IV – Está essencialmente em questão no recurso, saber se, ao contrário do decidido na 1ª instância, a situação factica a que os autos se reportam, não justifica a expropriação total requerida pelos expropriados.
È no contexto dessa questão que deverão analisar-se as sub-questões que a expropriante apelante coloca, de saber se a sentença recorrida enferma de nulidade por contradição entre os seus fundamentos e a decisão (conclusão 6ª) e por omissão de pronúncia (conclusão 38ª), ali, porque, não obstante ter dado como provado que a moradia após a expropriação, continua a ter logradouro frontal, lateral e tardoz, vem a concluir que “a moradia sem o logradouro deixa de o ser, passando a ser um pequeno prédio de uma só fracção”, e aqui, porque a sentença recorrida não se pronunciou sobre a circunstância, que deveria ter apreciado, de no acordão arbitral não ter sido atribuído qualquer valor à área sobrante.

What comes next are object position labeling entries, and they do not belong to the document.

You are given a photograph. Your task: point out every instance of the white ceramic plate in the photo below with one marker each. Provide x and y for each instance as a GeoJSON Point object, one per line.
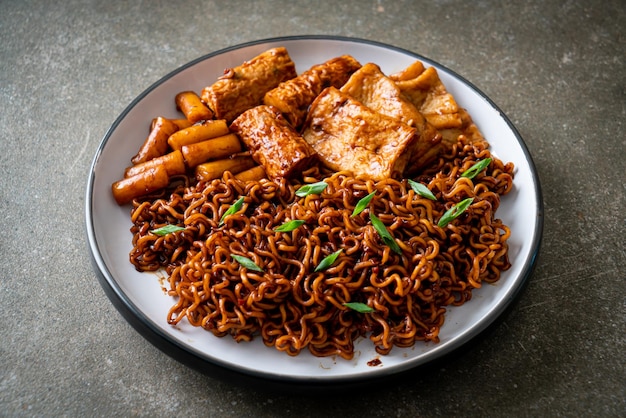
{"type": "Point", "coordinates": [141, 298]}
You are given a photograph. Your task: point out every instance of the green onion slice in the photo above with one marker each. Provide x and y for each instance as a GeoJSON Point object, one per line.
{"type": "Point", "coordinates": [328, 261]}
{"type": "Point", "coordinates": [471, 172]}
{"type": "Point", "coordinates": [313, 188]}
{"type": "Point", "coordinates": [167, 229]}
{"type": "Point", "coordinates": [384, 234]}
{"type": "Point", "coordinates": [362, 204]}
{"type": "Point", "coordinates": [421, 190]}
{"type": "Point", "coordinates": [246, 262]}
{"type": "Point", "coordinates": [359, 307]}
{"type": "Point", "coordinates": [289, 226]}
{"type": "Point", "coordinates": [234, 208]}
{"type": "Point", "coordinates": [454, 212]}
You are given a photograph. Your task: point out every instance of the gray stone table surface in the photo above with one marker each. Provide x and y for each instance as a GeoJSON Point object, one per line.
{"type": "Point", "coordinates": [69, 68]}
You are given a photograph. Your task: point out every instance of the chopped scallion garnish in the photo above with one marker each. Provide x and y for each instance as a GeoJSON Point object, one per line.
{"type": "Point", "coordinates": [384, 234]}
{"type": "Point", "coordinates": [234, 208]}
{"type": "Point", "coordinates": [362, 204]}
{"type": "Point", "coordinates": [167, 229]}
{"type": "Point", "coordinates": [421, 190]}
{"type": "Point", "coordinates": [289, 226]}
{"type": "Point", "coordinates": [313, 188]}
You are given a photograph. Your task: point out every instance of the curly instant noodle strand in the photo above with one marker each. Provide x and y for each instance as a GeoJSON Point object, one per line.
{"type": "Point", "coordinates": [291, 307]}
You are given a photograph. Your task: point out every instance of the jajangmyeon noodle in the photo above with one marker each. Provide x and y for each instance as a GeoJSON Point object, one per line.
{"type": "Point", "coordinates": [292, 307]}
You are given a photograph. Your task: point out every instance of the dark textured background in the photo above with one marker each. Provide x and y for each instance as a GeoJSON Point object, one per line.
{"type": "Point", "coordinates": [68, 68]}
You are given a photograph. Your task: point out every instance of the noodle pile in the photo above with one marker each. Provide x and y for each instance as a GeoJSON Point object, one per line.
{"type": "Point", "coordinates": [292, 307]}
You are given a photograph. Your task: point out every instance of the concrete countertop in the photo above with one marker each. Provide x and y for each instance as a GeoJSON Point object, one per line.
{"type": "Point", "coordinates": [69, 68]}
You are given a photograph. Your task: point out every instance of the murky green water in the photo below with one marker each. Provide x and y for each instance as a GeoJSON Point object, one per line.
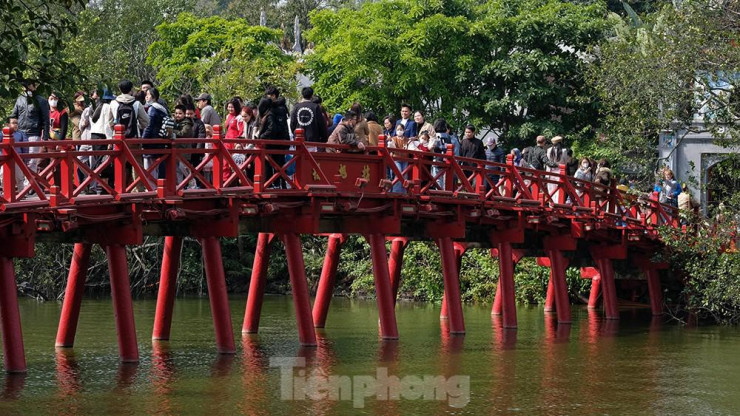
{"type": "Point", "coordinates": [636, 366]}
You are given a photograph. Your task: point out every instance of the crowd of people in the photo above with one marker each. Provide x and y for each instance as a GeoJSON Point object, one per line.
{"type": "Point", "coordinates": [143, 113]}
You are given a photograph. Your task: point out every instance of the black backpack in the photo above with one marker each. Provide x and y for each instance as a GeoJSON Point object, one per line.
{"type": "Point", "coordinates": [126, 116]}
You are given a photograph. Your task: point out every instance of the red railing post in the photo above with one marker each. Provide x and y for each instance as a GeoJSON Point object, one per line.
{"type": "Point", "coordinates": [449, 176]}
{"type": "Point", "coordinates": [300, 148]}
{"type": "Point", "coordinates": [73, 295]}
{"type": "Point", "coordinates": [561, 184]}
{"type": "Point", "coordinates": [218, 158]}
{"type": "Point", "coordinates": [119, 159]}
{"type": "Point", "coordinates": [9, 179]}
{"type": "Point", "coordinates": [260, 162]}
{"type": "Point", "coordinates": [509, 181]}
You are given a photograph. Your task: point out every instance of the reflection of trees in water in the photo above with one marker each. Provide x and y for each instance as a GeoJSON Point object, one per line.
{"type": "Point", "coordinates": [723, 184]}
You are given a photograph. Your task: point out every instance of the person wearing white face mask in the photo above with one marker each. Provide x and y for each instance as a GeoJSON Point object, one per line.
{"type": "Point", "coordinates": [32, 113]}
{"type": "Point", "coordinates": [585, 174]}
{"type": "Point", "coordinates": [58, 118]}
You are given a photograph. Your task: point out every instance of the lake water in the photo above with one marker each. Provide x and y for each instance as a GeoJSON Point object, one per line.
{"type": "Point", "coordinates": [637, 365]}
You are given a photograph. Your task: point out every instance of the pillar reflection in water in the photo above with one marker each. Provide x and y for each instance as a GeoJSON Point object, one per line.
{"type": "Point", "coordinates": [503, 363]}
{"type": "Point", "coordinates": [163, 375]}
{"type": "Point", "coordinates": [254, 378]}
{"type": "Point", "coordinates": [555, 347]}
{"type": "Point", "coordinates": [14, 385]}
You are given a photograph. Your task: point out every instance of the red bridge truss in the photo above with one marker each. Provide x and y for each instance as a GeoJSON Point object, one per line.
{"type": "Point", "coordinates": [212, 188]}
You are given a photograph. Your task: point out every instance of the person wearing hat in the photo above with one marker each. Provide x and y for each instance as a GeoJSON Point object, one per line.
{"type": "Point", "coordinates": [102, 122]}
{"type": "Point", "coordinates": [557, 155]}
{"type": "Point", "coordinates": [207, 113]}
{"type": "Point", "coordinates": [75, 116]}
{"type": "Point", "coordinates": [58, 117]}
{"type": "Point", "coordinates": [32, 114]}
{"type": "Point", "coordinates": [345, 134]}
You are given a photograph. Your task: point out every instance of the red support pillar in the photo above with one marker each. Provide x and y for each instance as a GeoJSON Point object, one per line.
{"type": "Point", "coordinates": [73, 295]}
{"type": "Point", "coordinates": [560, 287]}
{"type": "Point", "coordinates": [326, 282]}
{"type": "Point", "coordinates": [450, 271]}
{"type": "Point", "coordinates": [217, 295]}
{"type": "Point", "coordinates": [383, 290]}
{"type": "Point", "coordinates": [609, 290]}
{"type": "Point", "coordinates": [167, 288]}
{"type": "Point", "coordinates": [257, 283]}
{"type": "Point", "coordinates": [395, 263]}
{"type": "Point", "coordinates": [10, 319]}
{"type": "Point", "coordinates": [297, 270]}
{"type": "Point", "coordinates": [505, 285]}
{"type": "Point", "coordinates": [460, 249]}
{"type": "Point", "coordinates": [655, 291]}
{"type": "Point", "coordinates": [122, 304]}
{"type": "Point", "coordinates": [550, 297]}
{"type": "Point", "coordinates": [593, 297]}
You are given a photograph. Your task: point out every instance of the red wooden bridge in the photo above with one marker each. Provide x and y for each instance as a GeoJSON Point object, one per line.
{"type": "Point", "coordinates": [386, 194]}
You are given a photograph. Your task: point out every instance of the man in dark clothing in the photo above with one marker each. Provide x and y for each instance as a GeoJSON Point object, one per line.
{"type": "Point", "coordinates": [146, 86]}
{"type": "Point", "coordinates": [345, 134]}
{"type": "Point", "coordinates": [471, 147]}
{"type": "Point", "coordinates": [310, 117]}
{"type": "Point", "coordinates": [495, 154]}
{"type": "Point", "coordinates": [32, 112]}
{"type": "Point", "coordinates": [207, 113]}
{"type": "Point", "coordinates": [274, 126]}
{"type": "Point", "coordinates": [536, 157]}
{"type": "Point", "coordinates": [199, 132]}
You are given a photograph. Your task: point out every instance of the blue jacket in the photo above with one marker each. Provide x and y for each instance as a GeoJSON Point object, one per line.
{"type": "Point", "coordinates": [156, 114]}
{"type": "Point", "coordinates": [410, 128]}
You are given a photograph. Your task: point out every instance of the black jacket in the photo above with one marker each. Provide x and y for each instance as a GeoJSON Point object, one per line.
{"type": "Point", "coordinates": [275, 123]}
{"type": "Point", "coordinates": [473, 148]}
{"type": "Point", "coordinates": [33, 115]}
{"type": "Point", "coordinates": [309, 116]}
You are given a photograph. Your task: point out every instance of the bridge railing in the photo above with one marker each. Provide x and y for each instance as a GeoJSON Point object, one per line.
{"type": "Point", "coordinates": [121, 168]}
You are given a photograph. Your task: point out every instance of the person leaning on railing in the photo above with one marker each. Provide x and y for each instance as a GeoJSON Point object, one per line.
{"type": "Point", "coordinates": [345, 134]}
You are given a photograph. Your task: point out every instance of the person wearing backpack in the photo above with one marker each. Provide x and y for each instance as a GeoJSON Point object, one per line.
{"type": "Point", "coordinates": [127, 111]}
{"type": "Point", "coordinates": [159, 118]}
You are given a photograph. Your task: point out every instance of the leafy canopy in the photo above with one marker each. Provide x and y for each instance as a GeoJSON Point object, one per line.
{"type": "Point", "coordinates": [224, 57]}
{"type": "Point", "coordinates": [514, 65]}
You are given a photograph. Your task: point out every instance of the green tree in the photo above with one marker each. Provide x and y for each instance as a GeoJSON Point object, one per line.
{"type": "Point", "coordinates": [656, 73]}
{"type": "Point", "coordinates": [224, 57]}
{"type": "Point", "coordinates": [516, 66]}
{"type": "Point", "coordinates": [114, 36]}
{"type": "Point", "coordinates": [31, 43]}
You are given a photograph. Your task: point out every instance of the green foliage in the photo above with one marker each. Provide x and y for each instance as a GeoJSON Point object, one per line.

Antes de prosseguir, e, antecipando a estranheza das partes perante a matéria de facto que acima se assinalou como resultando adquirida para o processo - na medida em que, da mesma, constarão factos que não constariam no elenco dos factos dados como provados na sentença recorrida, e sobretudo, não constam referências, factuais ou não, que estavam incluídas naquele elenco - cabe referir que este tribunal sentiu a necessidade de expurgar aquela “matéria de facto” de algumas destas referências.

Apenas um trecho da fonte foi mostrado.